New Trauma Dashboards Reveal Top Causes of Trauma Injury and Death in Arizona, Opportunities for Prevention


Editor’s note: Information in this blog about the causes of child injury and death have been updated.

Each year, the State Trauma Advisory Board collaborates with the ADHS Bureau of EMS and Trauma System (BEMSTS) to publish a report summarizing injury and trauma mortality in Arizona. 

This year, there are two new resources to share as part of the State Trauma Advisory Board 2023 Report: an online interactive Trauma Dashboard and a Motor Vehicle Traffic (MVT)-Related Trauma Dashboard. Both dashboards currently display data reported to the Arizona State Trauma Registry from 2017 through 2022. They serve to provide valuable insight into the top mechanisms of injury and trauma deaths in Arizona. 

The Trauma Dashboard shows top mechanisms of injury and trauma deaths, with the ability to filter through several years of data to identify trends, risk and protective factors, and opportunities for injury prevention. The MVT-Related Trauma Dashboard shows incidents of Motor Vehicle Traffic related traumatic injury reported to the Arizona State Trauma Registry. 
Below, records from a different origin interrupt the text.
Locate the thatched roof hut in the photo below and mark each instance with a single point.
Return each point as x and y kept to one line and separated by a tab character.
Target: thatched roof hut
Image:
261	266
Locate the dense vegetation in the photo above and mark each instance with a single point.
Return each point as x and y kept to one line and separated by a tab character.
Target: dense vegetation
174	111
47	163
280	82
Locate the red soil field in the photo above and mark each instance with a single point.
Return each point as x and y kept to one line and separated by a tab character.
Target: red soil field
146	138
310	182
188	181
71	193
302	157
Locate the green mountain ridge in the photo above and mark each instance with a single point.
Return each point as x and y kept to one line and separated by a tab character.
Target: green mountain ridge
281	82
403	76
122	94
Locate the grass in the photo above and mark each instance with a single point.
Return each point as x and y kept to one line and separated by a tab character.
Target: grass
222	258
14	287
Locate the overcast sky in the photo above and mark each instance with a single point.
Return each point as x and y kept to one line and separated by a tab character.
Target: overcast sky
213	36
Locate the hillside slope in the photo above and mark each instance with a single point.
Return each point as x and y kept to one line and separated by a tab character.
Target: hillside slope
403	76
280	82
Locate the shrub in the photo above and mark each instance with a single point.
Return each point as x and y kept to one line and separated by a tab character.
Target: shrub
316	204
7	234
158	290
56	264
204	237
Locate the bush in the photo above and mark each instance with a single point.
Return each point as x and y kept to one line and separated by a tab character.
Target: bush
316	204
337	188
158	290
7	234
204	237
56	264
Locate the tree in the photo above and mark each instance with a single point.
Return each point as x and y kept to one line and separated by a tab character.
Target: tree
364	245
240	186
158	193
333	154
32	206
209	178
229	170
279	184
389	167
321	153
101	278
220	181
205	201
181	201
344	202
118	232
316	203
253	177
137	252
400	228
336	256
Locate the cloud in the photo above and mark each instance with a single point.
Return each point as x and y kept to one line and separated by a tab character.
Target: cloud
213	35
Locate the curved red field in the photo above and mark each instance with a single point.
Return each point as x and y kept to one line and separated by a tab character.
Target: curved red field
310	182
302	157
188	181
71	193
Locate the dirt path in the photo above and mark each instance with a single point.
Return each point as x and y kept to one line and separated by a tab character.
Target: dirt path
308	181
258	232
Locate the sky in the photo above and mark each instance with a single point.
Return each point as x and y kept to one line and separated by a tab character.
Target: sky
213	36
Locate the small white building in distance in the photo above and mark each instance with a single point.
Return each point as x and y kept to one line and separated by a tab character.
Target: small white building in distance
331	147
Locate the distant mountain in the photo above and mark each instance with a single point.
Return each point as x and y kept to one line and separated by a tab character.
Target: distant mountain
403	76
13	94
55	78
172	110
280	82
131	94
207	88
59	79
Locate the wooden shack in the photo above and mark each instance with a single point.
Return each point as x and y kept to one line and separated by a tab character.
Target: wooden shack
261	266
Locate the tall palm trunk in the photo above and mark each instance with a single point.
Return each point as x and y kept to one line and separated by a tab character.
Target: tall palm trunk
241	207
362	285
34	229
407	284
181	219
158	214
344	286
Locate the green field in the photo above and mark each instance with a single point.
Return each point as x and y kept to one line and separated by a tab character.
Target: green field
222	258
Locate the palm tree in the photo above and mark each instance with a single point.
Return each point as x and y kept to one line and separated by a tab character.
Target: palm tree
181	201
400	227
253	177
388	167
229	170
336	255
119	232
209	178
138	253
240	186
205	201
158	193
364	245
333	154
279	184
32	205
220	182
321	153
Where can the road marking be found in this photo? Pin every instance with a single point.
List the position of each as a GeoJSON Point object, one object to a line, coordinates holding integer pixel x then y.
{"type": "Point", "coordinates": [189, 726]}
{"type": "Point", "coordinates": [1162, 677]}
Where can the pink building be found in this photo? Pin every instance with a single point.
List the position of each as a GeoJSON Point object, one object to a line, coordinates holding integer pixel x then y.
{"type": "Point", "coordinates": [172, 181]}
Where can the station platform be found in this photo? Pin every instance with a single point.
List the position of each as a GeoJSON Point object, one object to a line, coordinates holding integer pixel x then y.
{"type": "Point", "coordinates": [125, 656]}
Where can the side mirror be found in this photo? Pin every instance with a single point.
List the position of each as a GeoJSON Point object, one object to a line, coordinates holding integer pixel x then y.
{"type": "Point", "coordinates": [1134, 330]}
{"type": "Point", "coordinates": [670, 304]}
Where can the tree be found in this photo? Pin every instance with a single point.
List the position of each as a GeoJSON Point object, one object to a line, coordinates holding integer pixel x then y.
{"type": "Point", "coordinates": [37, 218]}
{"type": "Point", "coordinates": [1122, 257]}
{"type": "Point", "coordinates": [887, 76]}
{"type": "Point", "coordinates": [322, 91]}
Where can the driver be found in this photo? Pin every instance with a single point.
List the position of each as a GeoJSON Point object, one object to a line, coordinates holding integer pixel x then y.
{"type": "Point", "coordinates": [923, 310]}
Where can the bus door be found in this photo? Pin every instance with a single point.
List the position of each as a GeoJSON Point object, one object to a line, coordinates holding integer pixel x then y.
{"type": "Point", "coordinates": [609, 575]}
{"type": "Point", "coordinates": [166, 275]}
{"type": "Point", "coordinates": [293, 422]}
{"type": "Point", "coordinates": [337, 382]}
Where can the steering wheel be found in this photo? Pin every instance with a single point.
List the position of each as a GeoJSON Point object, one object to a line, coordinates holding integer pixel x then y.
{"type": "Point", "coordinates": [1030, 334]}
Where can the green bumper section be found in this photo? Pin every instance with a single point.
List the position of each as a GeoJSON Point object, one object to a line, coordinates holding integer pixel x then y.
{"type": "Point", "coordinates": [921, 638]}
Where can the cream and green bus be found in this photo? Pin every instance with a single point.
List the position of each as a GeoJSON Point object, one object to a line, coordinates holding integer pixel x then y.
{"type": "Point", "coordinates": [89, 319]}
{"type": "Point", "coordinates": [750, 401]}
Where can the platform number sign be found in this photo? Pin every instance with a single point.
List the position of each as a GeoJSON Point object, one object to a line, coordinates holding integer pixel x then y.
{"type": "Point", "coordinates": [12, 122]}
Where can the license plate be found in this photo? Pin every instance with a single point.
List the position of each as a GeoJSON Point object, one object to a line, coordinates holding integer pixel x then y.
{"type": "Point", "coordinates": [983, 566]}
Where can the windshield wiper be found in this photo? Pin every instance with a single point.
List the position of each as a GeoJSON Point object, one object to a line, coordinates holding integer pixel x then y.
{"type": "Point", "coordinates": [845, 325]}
As Arizona’s population continues to expand, the rise of traumatic injuries and deaths represents a significant health and economic challenge for the state. The Trauma Dashboard shows that there are increases in both the trauma incidents (4%) and trauma-related deaths (3%) reported to the registry in 2022.

Among children ages 0 to 17, falls were the top mechanism of injury, but firearms were the top cause of death. In 2022, twenty-six pediatric patients died from firearm injuries, or one-third of the total of 78 pediatric trauma deaths. Thirty out of 78 (38.4%) pediatric deaths were motor vehicle related trauma incidents, and seven deaths (9.0%) were a result of child abuse. 

For adults older than 65 years of age, falls were the top mechanism of both injury and death, with 23,826 fall injuries (83.5% of the total injuries for this age group) and 554 deaths. Adults over 65 had the highest trauma rate of any age group. The rate of trauma incidents continues to be highest among the American Indian or Alaska Native population for all age groups. 

How Arizonans can help protect themselves from traumatic injury 

Crash data from the Arizona Department of Transportation show that traffic fatalities remain high in Arizona. The new ADHS trauma dashboards illustrate how risk factors and protective measures can increase or reduce the impact of traumatic injury. For example, use of helmets and passenger restraints are significant protection factors proven to increase survival. 

In 2022, motor vehicle passengers who visited a trauma center who were not wearing seatbelts were nearly four times as likely to die in a motor vehicle accident compared to passengers who were wearing seatbelts. 

While less than half of Arizona motorcyclists involved in an accident with a motor vehicle wore helmets, motorcyclists were nearly two times more likely to die if they were not wearing a helmet at the time of the accident. 

The new trauma dashboards highlight opportunities to prevent morbidity and mortality resulting from traumatic injury. Continuing to focus on basic yet effective injury prevention efforts like falls prevention, firearm safety, and passenger helmet and seatbelt use will save the lives of Arizonans.